At first, it seems like there is no equivalent to wye.apply() which is correct. For Tee, you can feed a sequence into a Tee along with a Process and another "merging logic" tee to create the Tee or you use the infix notation like we did in the last examples of Wye. We'll show both below. The feed approach is applicable to the wyes although we did not show an example in that section.

Alternate left then right until both are exhausted, even if uneven lists

scala> Process.range(1,3).toSource.tee(Process.range(3,10))(tee.interleave[Int]).runLog.run
res1: IndexedSeq[Int] = Vector(1, 3, 2, 4)

We need the toSource in order to generate the Task F[_] environment needed to run the process. We could have assigned parts of the expression to a typed val and the Task when also have been added automatically. Notice that after one of the streams Halts, the tee halts.

You can use the other flavor of interleave which operates directly off the left process

scala> (Process.range(1,10).toSource interleave Process.range(10,20)).runLog.run
res23: IndexedSeq[Int] = Vector(1, 10, 2, 11, 3, 12, 4, 13, 5, 14,
6, 15, 7, 16, 8, 17, 9, 18)

We need to toSource one one of the processes to make sure that the environment, Task, is used.
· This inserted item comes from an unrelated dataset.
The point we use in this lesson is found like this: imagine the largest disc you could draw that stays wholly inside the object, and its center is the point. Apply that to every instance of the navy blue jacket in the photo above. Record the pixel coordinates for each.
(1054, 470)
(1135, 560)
Type inference figures out the F[_] for the rest of the expressions.

Use the left side as a boolean signal to control the right side

scala> Process.emitAll(Seq(false, false, false, true)).tee(Process.range(1,10).toSource)(tee.until).runLog.run
res39: IndexedSeq[Int] = Vector(1, 2, 3)

until is very similar

cala> Process.emitAll(Seq(true, true, true, false)).tee(Process.range(1,10).toSource)(tee.when).runLog.run
res40: IndexedSeq[Int] = Vector(1, 2, 3)

Passing values

passL/R ignore one side and Halts when the respective side Halts.

Here the large set of inputs on the left, 100 000 worth integers, are ignored and only the right side is processed.
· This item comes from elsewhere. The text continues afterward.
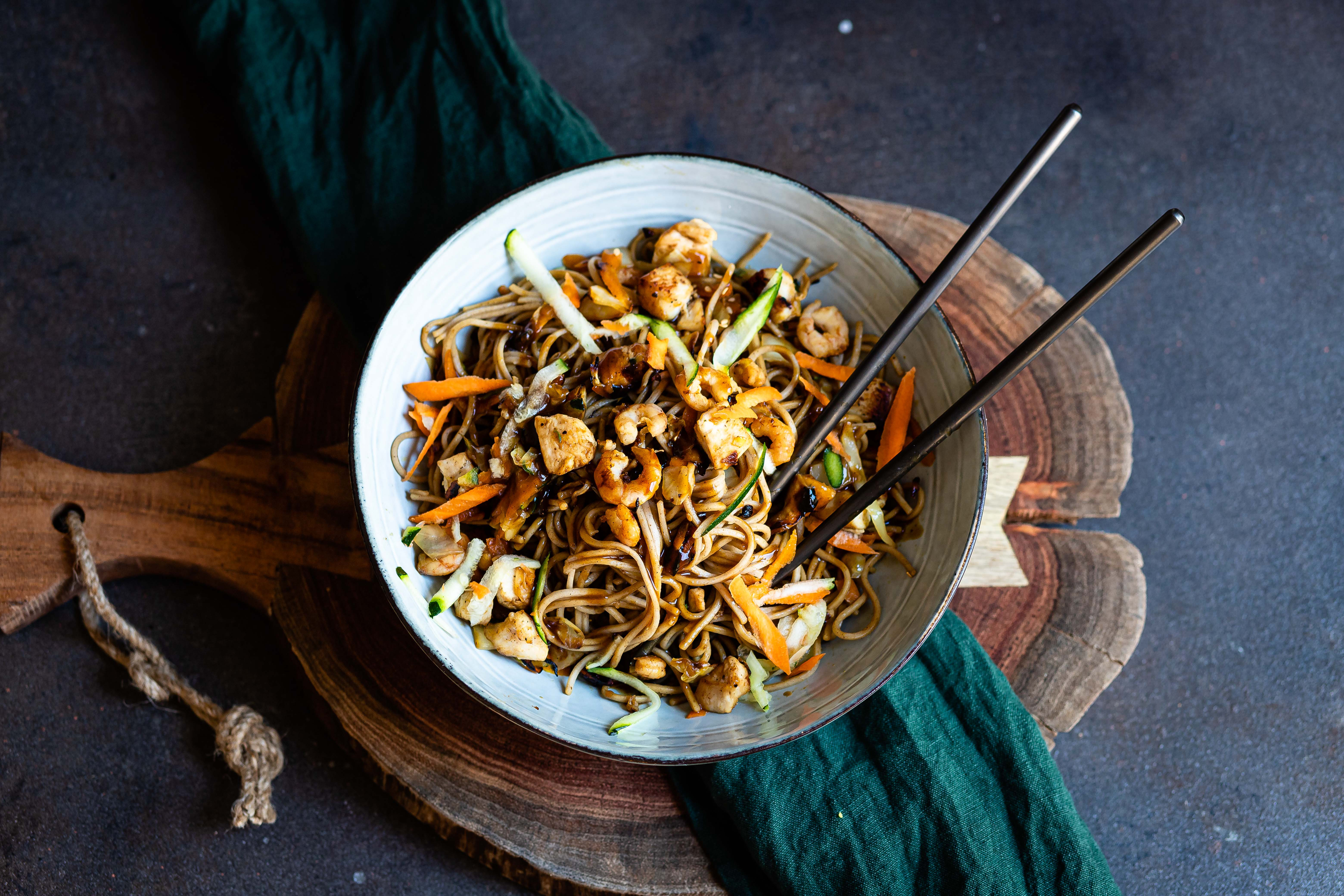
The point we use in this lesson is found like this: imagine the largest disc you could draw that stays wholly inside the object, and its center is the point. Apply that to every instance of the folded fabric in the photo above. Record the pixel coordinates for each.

scala> Process.range(1,100000).toSource.tee(Process.range(1,11))(tee.passR).runLog.run
res43: IndexedSeq[Int] = Vector(1, 2, 3, 4, 5, 6, 7, 8, 9, 10)

passL is the same but with the left side passed.

Feeding into a tee (or a wye directly)

The feedL and feedR let you feed data you already have, such as a sequence of values, directly into a tee or a wye. This is useful if you already have some data not originating from a Process that needs to be combined into the stream. Of course, you could just create a process that emits your sequence of values and layer a tee on top of another process or tee.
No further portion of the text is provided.